Weather forecasts for tomorrow are fairly accurate, for the day after that less so and for the third day; you’re looking at a little better than evens. Does that behaviour sound familiar? A whole branch of Mathematics, called rather fittingly Chaos Theory, grew out of that sort of ‘spiralling unpredictably out of control’ behaviour exhibited by one of the first attempts to simulate the weather on a computer.
The essential seductiveness of models is that the feeling grows in those working on them that by adding enough refinements to it, it will be 100% accurate. This can never happen.
The person who really knows these things now is the programmer whom I shall call Harry, for reasons that are not that particularly enigmatic. One evening, working late yet again amending the model, he decided to take a break and visit the bane of his life but also the source of most of his work; the cueing machine. He decided to run the experiment for himself.
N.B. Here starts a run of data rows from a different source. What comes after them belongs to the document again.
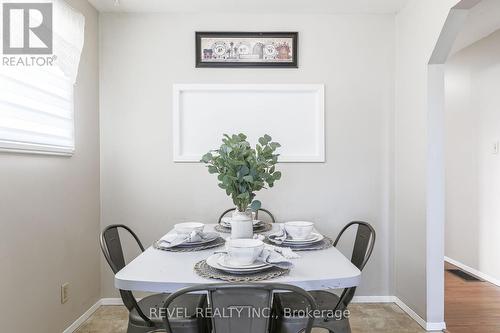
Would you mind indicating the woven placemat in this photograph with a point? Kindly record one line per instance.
(325, 243)
(204, 270)
(219, 241)
(264, 228)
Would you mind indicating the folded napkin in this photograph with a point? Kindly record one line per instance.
(174, 239)
(279, 236)
(274, 258)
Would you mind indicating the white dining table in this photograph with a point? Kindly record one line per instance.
(164, 271)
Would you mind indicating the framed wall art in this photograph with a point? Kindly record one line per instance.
(247, 49)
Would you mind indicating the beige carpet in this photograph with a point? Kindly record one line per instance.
(365, 318)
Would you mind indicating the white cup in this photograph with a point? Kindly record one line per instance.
(187, 228)
(299, 230)
(244, 251)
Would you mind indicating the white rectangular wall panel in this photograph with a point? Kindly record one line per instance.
(293, 114)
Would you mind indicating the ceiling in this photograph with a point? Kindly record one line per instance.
(252, 6)
(481, 22)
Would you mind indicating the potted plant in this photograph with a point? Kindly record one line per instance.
(242, 171)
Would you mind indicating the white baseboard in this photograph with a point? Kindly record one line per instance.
(473, 271)
(430, 327)
(373, 299)
(112, 301)
(83, 317)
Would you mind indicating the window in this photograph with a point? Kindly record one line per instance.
(36, 110)
(36, 102)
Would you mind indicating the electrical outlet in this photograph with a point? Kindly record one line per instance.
(64, 293)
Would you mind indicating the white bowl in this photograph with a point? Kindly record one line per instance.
(244, 251)
(299, 230)
(188, 227)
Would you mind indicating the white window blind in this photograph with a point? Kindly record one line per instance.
(36, 110)
(36, 102)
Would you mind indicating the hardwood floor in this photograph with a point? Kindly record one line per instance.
(471, 307)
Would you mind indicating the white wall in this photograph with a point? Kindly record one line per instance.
(142, 55)
(418, 27)
(472, 169)
(49, 216)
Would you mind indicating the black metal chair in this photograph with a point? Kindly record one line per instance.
(256, 214)
(331, 306)
(144, 314)
(243, 308)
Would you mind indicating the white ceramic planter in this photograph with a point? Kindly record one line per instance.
(241, 225)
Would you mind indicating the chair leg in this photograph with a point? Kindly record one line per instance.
(139, 329)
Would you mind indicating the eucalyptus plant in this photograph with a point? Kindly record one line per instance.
(242, 170)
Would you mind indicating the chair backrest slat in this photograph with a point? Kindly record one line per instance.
(241, 308)
(361, 253)
(361, 245)
(112, 249)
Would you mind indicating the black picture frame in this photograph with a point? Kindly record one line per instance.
(199, 35)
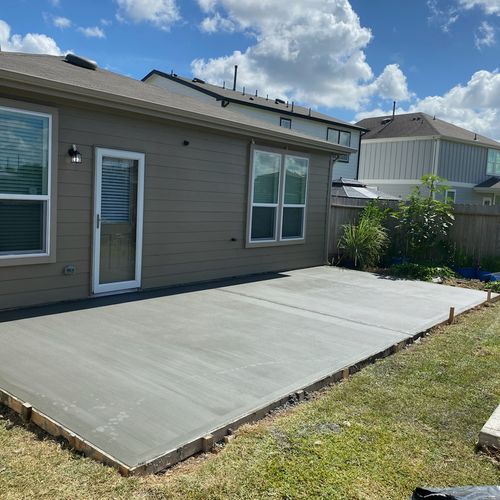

He ran the whole thing and watched the usual disparity grow between the predicted and actual positions of the balls and then he had an idea. Forget the model; just run the cueing machine again but using the exact same starting positions for the balls. At the end of the first shot, the balls came to rest but not in precisely the same positions they had the first time. By the tenth shot, they were nowhere near where they had been the first time. Just to be sure, he reran the whole thing again with the same exact start positions. By run ten, the balls were in totally new positions.
He sat and thought for a while about what he’d just seen. Eventually he tidied up the equipment and left to go home early for a change. Harry never visited the cueing machine again.